As canções que ouvimos ao longo da vida ficam profundamente gravadas em nossas mentes, permanecendo por muitos anos após termos escutado pela última vez.
Mas por que isso acontece? E por que até mesmo pessoas com demência conseguem se lembrar tão bem da música?
Ao escutar música, diversas áreas do cérebro são ativadas simultaneamente. Isso cria uma rede de memórias que se fortalecem com o tempo. Vamos explorar os fatores que tornam a música tão memorável e por que ela é uma ferramenta poderosa para pessoas com demência.
Segundo Kelly Jakubowski, professora associada do departamento de música da Universidade de Durham, um dos motivos pelos quais as músicas são tão memoráveis é a familiaridade pura. “Ouvimos as mesmas músicas repetidamente, muito mais vezes do que lemos o mesmo livro ou assistimos ao mesmo filme. Essa superexposição a uma canção fortalece a memória.” Mesmo que tenhamos ouvido uma música pela última vez há 20 anos, é provável que a tenhamos escutado repetidamente naquela época. Isso explica por que conseguimos lembrar as letras, mesmo que não tenhamos ouvido a música recentemente.

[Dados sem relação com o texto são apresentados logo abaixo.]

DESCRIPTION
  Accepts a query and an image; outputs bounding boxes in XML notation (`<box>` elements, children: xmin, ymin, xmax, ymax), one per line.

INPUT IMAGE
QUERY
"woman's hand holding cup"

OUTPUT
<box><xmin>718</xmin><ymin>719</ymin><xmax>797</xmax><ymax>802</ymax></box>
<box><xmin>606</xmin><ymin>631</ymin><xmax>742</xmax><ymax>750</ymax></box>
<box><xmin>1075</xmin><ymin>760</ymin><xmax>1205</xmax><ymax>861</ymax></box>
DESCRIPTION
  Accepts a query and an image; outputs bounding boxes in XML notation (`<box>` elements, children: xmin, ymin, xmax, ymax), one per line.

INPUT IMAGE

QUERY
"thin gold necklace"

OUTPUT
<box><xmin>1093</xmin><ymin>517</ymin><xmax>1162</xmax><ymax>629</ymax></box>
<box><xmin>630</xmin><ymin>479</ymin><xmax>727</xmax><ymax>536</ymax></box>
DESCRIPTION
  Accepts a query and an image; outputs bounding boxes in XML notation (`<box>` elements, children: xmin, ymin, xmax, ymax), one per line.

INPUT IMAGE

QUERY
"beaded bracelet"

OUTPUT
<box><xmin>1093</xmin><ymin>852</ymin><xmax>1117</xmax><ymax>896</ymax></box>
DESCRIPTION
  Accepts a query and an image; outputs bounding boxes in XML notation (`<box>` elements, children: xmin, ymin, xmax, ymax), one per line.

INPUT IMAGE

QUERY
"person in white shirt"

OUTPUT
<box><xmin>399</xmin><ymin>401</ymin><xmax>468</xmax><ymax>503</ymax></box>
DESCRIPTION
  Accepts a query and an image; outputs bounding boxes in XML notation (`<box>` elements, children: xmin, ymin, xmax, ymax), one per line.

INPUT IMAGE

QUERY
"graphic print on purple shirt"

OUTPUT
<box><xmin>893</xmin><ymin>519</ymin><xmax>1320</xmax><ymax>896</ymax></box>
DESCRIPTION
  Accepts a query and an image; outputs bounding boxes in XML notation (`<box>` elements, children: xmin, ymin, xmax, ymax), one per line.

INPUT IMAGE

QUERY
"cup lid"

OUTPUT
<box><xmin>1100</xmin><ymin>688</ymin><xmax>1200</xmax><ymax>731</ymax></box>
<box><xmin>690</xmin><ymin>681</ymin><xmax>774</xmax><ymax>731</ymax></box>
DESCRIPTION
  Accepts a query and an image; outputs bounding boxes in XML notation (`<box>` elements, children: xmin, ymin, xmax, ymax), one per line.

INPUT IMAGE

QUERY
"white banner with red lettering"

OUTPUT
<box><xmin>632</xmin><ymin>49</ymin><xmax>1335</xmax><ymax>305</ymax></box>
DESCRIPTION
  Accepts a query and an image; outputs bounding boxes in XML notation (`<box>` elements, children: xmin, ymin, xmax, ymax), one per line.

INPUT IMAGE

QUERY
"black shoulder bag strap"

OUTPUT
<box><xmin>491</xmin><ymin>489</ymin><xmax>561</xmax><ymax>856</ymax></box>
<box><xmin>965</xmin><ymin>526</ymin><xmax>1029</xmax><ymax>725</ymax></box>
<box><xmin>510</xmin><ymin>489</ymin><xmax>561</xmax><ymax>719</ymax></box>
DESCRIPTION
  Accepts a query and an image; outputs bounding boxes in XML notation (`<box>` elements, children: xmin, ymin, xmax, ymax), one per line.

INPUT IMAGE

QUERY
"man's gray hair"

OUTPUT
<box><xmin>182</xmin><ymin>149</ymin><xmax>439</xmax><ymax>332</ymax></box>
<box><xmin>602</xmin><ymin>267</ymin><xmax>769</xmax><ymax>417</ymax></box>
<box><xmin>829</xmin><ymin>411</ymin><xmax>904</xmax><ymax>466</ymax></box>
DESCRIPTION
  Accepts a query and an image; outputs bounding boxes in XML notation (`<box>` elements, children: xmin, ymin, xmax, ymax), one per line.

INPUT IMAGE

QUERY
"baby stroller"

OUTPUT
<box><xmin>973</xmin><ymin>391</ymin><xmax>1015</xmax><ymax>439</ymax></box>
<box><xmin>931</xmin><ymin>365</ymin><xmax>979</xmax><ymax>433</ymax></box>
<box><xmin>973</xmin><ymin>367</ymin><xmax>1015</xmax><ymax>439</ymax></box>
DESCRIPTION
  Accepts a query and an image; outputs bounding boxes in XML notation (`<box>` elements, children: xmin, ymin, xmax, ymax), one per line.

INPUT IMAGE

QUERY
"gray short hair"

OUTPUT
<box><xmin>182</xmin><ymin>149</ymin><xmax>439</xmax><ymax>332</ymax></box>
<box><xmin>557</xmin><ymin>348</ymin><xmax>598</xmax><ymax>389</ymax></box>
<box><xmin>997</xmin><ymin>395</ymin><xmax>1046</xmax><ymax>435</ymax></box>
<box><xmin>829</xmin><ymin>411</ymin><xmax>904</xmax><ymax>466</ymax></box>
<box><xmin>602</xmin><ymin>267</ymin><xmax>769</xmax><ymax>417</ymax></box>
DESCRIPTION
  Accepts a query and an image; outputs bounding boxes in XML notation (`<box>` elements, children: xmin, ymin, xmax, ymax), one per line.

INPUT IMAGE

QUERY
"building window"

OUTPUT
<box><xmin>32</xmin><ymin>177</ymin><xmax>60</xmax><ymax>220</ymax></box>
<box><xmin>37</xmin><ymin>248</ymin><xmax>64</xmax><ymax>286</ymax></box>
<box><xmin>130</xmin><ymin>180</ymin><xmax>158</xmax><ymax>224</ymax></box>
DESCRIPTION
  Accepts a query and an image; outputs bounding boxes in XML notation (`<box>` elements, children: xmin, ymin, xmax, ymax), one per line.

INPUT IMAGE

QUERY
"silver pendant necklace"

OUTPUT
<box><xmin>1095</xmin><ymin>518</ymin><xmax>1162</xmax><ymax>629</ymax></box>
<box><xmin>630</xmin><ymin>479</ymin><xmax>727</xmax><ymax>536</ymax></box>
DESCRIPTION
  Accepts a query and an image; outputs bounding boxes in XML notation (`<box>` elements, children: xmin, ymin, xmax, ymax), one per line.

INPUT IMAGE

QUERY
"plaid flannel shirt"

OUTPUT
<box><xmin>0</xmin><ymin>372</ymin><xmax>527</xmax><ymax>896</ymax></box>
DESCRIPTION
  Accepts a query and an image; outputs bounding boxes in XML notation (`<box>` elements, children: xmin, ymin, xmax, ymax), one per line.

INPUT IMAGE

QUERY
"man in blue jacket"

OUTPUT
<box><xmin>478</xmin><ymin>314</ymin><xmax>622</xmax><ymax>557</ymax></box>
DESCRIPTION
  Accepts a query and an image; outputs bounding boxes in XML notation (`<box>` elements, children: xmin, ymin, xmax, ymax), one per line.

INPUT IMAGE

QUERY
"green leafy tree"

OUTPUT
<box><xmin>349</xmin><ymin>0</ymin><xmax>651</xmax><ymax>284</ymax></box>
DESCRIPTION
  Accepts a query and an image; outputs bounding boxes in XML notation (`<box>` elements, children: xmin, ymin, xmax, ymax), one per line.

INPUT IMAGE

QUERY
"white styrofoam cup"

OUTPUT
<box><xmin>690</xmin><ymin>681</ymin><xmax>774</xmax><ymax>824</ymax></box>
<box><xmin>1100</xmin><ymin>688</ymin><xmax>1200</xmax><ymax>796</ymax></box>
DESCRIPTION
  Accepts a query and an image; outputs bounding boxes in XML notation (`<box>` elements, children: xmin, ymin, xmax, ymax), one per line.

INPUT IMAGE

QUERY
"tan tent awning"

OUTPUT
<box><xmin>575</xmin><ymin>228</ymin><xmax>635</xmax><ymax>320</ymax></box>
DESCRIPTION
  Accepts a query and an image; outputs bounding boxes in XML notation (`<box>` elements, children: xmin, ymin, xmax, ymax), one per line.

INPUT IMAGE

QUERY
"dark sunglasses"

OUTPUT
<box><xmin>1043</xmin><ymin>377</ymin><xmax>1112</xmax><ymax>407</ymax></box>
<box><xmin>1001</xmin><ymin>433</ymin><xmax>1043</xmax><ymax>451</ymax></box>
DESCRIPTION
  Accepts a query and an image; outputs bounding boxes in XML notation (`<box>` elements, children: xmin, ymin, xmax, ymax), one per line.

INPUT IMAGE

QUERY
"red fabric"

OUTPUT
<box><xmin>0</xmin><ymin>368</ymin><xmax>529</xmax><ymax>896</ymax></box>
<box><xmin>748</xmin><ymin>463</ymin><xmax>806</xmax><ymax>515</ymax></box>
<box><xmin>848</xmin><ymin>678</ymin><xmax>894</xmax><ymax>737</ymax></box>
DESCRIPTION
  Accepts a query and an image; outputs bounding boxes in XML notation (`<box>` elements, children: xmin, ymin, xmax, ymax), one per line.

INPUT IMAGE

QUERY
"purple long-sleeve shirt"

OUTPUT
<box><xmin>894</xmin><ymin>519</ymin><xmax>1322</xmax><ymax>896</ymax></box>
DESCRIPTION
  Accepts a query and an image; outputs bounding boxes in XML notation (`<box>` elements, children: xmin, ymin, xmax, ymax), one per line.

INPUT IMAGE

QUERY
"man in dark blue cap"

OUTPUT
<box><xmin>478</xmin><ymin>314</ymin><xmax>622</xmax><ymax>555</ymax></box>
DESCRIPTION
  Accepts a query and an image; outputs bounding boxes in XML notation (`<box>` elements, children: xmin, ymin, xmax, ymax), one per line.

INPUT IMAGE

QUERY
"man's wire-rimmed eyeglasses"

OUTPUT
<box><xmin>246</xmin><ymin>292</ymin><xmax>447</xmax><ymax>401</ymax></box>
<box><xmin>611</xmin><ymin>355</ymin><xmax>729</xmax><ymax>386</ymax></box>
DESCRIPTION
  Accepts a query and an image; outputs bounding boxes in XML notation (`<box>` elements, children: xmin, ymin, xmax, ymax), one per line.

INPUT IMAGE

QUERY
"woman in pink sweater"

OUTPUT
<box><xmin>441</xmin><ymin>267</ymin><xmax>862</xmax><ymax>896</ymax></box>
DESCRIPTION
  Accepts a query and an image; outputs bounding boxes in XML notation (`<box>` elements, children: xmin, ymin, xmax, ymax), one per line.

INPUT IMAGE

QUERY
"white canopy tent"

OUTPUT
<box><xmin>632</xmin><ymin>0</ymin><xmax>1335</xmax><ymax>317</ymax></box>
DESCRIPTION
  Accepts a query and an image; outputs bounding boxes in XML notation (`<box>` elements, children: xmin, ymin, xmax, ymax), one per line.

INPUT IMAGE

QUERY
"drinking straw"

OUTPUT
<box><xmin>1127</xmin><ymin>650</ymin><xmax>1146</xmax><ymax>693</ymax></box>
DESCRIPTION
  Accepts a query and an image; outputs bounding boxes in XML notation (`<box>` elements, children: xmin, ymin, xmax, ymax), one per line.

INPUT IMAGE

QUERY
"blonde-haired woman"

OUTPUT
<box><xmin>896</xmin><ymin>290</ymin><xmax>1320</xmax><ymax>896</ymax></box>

A música está intrinsicamente ligada às emoções, e isso facilita a criação de memórias duradouras. Jakubowski explica que coisas emocionais são lembradas melhor do que coisas não emocionais. As emoções expressas pela música e as emoções que sentimos em resposta a ela – seja em um funeral ou em uma festa – criam memórias profundas. Quanto mais memorável a situação, mais provável é que lembremos da música que estava tocando.
Quando ouvimos música, não é apenas o córtex auditivo que é ativado. Áreas relacionadas à emoção, movimento e recompensa também são estimuladas. “As pessoas lembram dos movimentos e da vontade de dançar,” diz Jakubowski. “A música ativa uma ampla gama de regiões do cérebro, implicadas na memória, emoção, movimento e sensibilidade à recompensa.” Isso ajuda a explicar por que a música é tão eficaz em desencadear memórias, mesmo em pessoas com demência.
Pessoas com demência muitas vezes conseguem lembrar de músicas mesmo quando outras memórias se foram. Um vídeo viral de 2020 mostra uma ex-bailarina reagindo a uma melodia de “Lago dos Cisnes” de Tchaikovsky, movendo seus braços de maneira graciosa. Isso demonstra como a música pode despertar memórias e habilidades que parecem perdidas.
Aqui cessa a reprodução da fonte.